Immers, zij zijn Israëlieten, hunner is de aanneming tot zonen en de heerlijkheid en de verbonden en de wetgeving en de eredienst en de beloften; hunner zijn de vaderen en uit hen is, wat het vlees betreft, de Christus, die is boven alles, God te prijzen tot in eeuwigheid. Amen
(Rom. 9:4-5).

Gods opdracht aan Israël

Hiermee is tegelijk gezegd, dat hunner ook is de verkondiging van het Evangelie, de diakonia tou logou (= de bediening van het Woord). Zij mogen uit Gods beloften leven en in deze verbanden hun God dienen. Door alle tijden en situaties heen. Israël is het volk, aan wie de Here God zijn hart en Messias heeft gegeven. Christus is immers gekomen tot het zijne en wilde door de zijnen aangenomen worden (Joh. 1:11). Zij vormen door de eeuwen heen het volk van Gods verbond, waar de Here God eeuwen lang zijn verlossend en richtend Woord heeft laten klinken. Dit Woord is in hun bestaan diep ingedrongen, heeft dat gekleurd. Zij komen daar niet meer los van. Zij hebben dit Woord ook de tijden door overdacht en bestudeerd. De weg van behoud is hen niet vreemd. Die ligt duidelijk voor hen, in Gods openbaring van het Oude Testament vervat. Hen geldt ook de opdracht Gods Evangelie te brengen aan de volken. Het is mee de roeping van Israël en de Joden dit Evangelie een banier en licht te doen zijn voor de volkeren (zie o.a. Jes. 11:10-12; 13:2; 62:2, 10; 42:6; 49:6 enz.). De meeste discipelen van de Here Jezus, die het bevel kregen het Evangelie in de gehele wereld te verkondigen (zie: Matth. 28:19; Markus 16:15; Lukas 24:47-48; Hand. 1:8), waren van Joodse afkomst en in de Schriften onderwezen.

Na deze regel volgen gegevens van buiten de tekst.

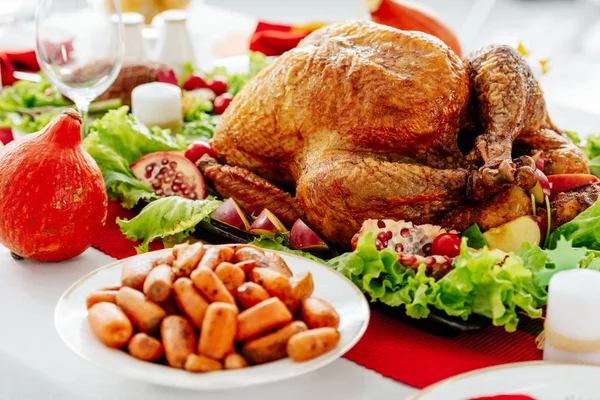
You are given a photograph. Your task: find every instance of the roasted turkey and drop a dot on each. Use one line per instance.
(366, 121)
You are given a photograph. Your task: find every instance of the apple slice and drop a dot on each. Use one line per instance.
(509, 236)
(267, 224)
(564, 182)
(541, 188)
(303, 238)
(229, 213)
(539, 160)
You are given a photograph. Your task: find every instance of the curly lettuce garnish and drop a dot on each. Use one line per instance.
(173, 218)
(481, 282)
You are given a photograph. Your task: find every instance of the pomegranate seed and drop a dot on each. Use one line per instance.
(427, 248)
(409, 260)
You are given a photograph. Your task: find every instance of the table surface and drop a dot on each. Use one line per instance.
(35, 364)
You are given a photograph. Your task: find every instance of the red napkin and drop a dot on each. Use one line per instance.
(506, 397)
(392, 348)
(274, 40)
(11, 61)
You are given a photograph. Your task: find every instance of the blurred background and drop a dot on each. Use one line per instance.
(563, 34)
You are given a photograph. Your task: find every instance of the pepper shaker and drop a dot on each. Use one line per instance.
(174, 46)
(572, 327)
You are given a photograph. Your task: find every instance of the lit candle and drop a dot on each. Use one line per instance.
(157, 104)
(572, 328)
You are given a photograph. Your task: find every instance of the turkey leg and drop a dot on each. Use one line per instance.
(340, 190)
(509, 102)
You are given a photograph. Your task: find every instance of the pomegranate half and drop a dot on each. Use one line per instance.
(170, 174)
(52, 196)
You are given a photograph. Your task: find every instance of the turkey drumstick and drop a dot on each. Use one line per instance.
(509, 102)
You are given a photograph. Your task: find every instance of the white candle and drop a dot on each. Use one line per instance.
(572, 325)
(157, 104)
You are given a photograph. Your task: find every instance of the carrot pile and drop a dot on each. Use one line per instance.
(207, 308)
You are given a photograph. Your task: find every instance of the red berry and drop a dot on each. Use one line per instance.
(197, 150)
(218, 85)
(167, 77)
(446, 244)
(221, 103)
(194, 82)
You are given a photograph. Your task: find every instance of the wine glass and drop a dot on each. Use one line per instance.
(80, 48)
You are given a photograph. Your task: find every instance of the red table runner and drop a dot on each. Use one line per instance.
(392, 348)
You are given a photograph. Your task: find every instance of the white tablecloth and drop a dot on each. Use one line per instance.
(36, 364)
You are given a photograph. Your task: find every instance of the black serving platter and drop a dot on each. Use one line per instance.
(437, 323)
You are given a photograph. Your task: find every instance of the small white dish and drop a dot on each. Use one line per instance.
(539, 380)
(70, 319)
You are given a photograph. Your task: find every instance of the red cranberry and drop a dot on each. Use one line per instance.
(218, 85)
(446, 244)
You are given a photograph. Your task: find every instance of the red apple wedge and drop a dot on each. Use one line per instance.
(229, 213)
(539, 160)
(565, 182)
(542, 187)
(508, 237)
(303, 238)
(267, 224)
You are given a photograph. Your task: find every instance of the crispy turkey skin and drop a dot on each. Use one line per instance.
(364, 121)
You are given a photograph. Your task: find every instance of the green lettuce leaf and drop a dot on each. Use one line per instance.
(582, 231)
(173, 218)
(481, 282)
(475, 237)
(131, 139)
(120, 182)
(279, 243)
(237, 81)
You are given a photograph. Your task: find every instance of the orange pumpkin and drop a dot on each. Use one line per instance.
(52, 197)
(412, 16)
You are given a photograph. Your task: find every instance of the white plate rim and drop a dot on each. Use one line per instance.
(482, 371)
(323, 360)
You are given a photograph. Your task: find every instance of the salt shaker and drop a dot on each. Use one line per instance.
(136, 50)
(572, 328)
(157, 104)
(174, 46)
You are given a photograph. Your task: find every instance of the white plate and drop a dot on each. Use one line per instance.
(72, 326)
(540, 380)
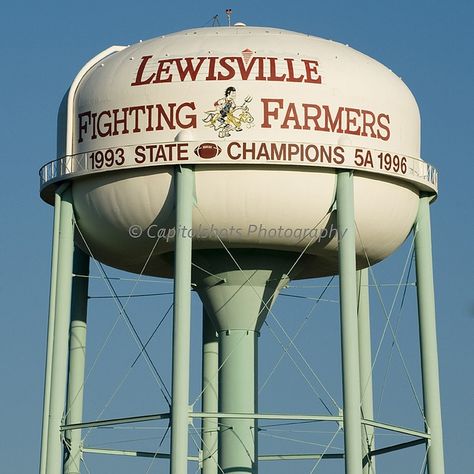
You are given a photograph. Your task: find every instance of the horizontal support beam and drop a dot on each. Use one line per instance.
(245, 416)
(397, 429)
(137, 454)
(116, 421)
(264, 457)
(266, 416)
(391, 449)
(300, 457)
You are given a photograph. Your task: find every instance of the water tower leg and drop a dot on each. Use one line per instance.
(348, 309)
(428, 344)
(237, 386)
(77, 359)
(61, 335)
(49, 350)
(184, 180)
(210, 367)
(365, 364)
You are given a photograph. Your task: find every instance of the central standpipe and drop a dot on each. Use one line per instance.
(349, 326)
(237, 300)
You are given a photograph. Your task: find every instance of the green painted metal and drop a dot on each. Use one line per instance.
(428, 344)
(349, 329)
(184, 180)
(62, 317)
(77, 359)
(49, 346)
(210, 368)
(365, 365)
(396, 429)
(135, 454)
(238, 300)
(237, 393)
(116, 421)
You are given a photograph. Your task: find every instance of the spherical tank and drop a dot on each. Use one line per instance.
(266, 117)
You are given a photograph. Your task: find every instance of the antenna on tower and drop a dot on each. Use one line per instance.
(228, 12)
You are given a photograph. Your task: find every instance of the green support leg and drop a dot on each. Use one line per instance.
(61, 335)
(181, 322)
(210, 367)
(428, 344)
(237, 394)
(49, 350)
(365, 364)
(348, 309)
(77, 359)
(237, 300)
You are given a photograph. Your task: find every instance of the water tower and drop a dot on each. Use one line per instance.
(216, 145)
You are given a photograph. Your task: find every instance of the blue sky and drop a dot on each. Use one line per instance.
(44, 44)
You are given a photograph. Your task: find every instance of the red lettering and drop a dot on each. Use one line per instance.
(312, 74)
(224, 62)
(267, 113)
(190, 69)
(291, 116)
(291, 72)
(273, 75)
(163, 68)
(352, 121)
(383, 121)
(139, 81)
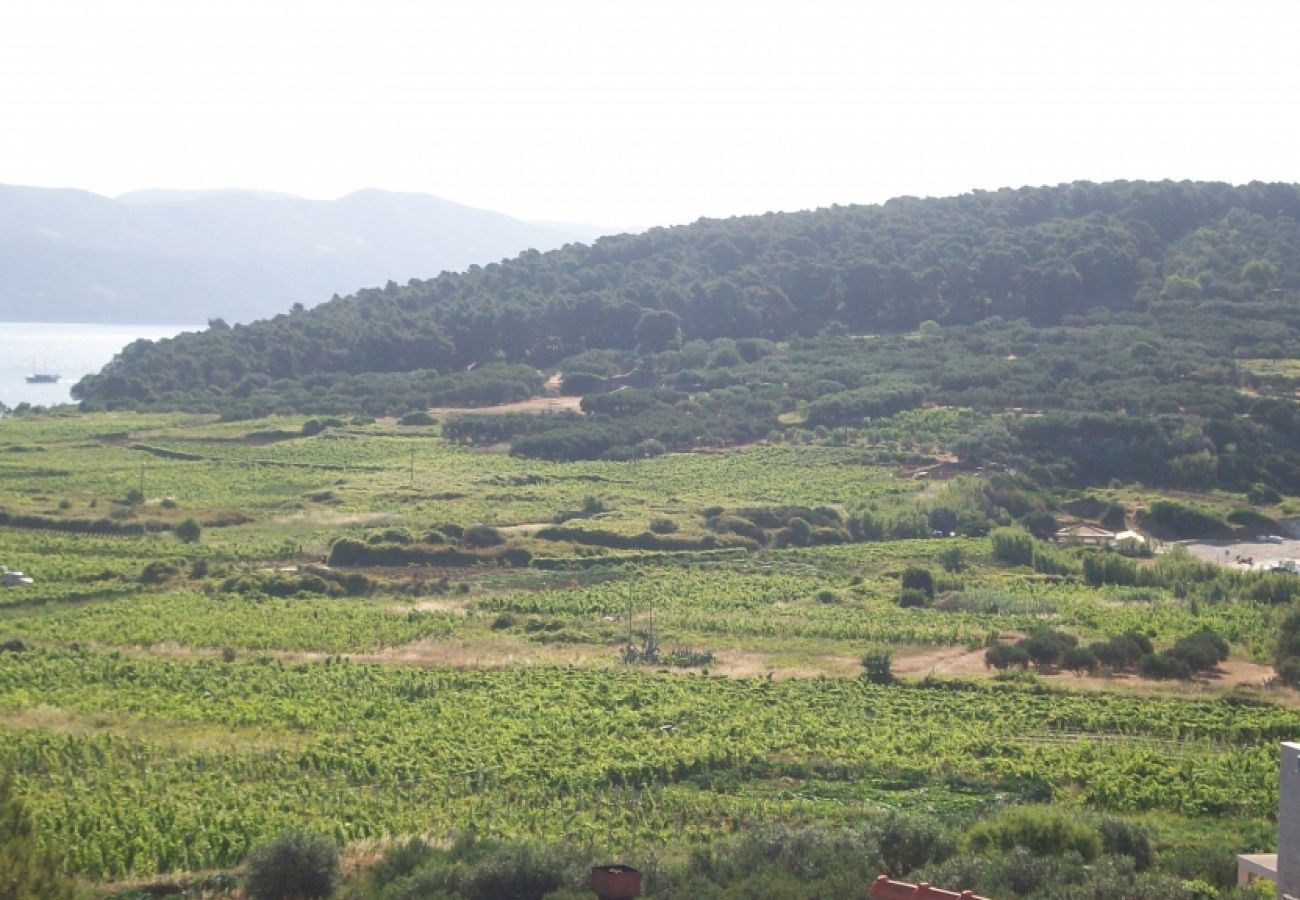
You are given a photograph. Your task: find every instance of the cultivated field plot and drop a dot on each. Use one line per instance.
(168, 702)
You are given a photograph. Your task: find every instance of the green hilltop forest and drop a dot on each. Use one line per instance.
(293, 622)
(1138, 316)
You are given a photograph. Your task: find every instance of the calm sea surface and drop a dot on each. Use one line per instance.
(65, 350)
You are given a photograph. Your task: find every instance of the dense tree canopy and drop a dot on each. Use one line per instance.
(1103, 327)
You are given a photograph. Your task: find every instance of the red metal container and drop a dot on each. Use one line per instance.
(615, 882)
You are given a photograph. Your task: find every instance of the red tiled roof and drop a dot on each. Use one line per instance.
(889, 890)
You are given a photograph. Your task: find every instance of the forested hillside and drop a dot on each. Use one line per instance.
(1135, 315)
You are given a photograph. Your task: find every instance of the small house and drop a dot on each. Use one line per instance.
(1283, 866)
(1084, 533)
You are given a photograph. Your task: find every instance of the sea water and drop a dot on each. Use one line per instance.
(66, 350)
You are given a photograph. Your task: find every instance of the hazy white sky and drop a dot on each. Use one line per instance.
(644, 113)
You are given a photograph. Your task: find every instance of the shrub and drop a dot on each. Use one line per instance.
(1162, 666)
(1078, 660)
(417, 418)
(1118, 838)
(915, 578)
(516, 872)
(157, 572)
(1261, 494)
(1047, 647)
(1040, 830)
(1013, 546)
(1004, 656)
(878, 666)
(1200, 650)
(913, 598)
(482, 536)
(294, 865)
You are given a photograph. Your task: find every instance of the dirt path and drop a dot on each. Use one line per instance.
(531, 405)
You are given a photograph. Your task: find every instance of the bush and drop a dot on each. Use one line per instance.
(1118, 838)
(913, 598)
(516, 872)
(1004, 656)
(293, 866)
(1040, 830)
(1047, 647)
(1162, 666)
(189, 531)
(878, 666)
(1079, 660)
(1013, 546)
(1261, 494)
(482, 536)
(417, 418)
(157, 572)
(915, 578)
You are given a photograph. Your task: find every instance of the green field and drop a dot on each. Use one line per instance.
(172, 704)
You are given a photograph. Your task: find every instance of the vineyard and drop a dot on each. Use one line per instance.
(167, 704)
(614, 758)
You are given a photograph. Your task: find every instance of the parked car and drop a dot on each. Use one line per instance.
(13, 579)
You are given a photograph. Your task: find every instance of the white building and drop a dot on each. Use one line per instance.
(1283, 866)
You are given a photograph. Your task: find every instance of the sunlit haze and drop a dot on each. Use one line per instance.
(632, 115)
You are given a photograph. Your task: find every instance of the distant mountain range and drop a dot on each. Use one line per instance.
(189, 256)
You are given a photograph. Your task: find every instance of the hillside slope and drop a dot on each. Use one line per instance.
(1084, 333)
(187, 256)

En aan de geroepenen uit de volkeren

Nu is ook aan de geroepenen uit de volkeren deze opdracht gegeven. Zij hebben het Woord van God ontvangen om dat allereerst voor zichzelf en hun nageslacht te onderzoeken en zo God meer en meer te leren kennen. En dan ook dat zij het Woord van de vergeving, verlossing en vernieuwing zullen, ja moeten doorgeven aan hen, die dat nog niet kennen.

Zo hebben Joden en Christenen dezelfde opdracht: het Woord van God te onderzoeken en door te geven. Dat is hun gemeenschappelijkheid!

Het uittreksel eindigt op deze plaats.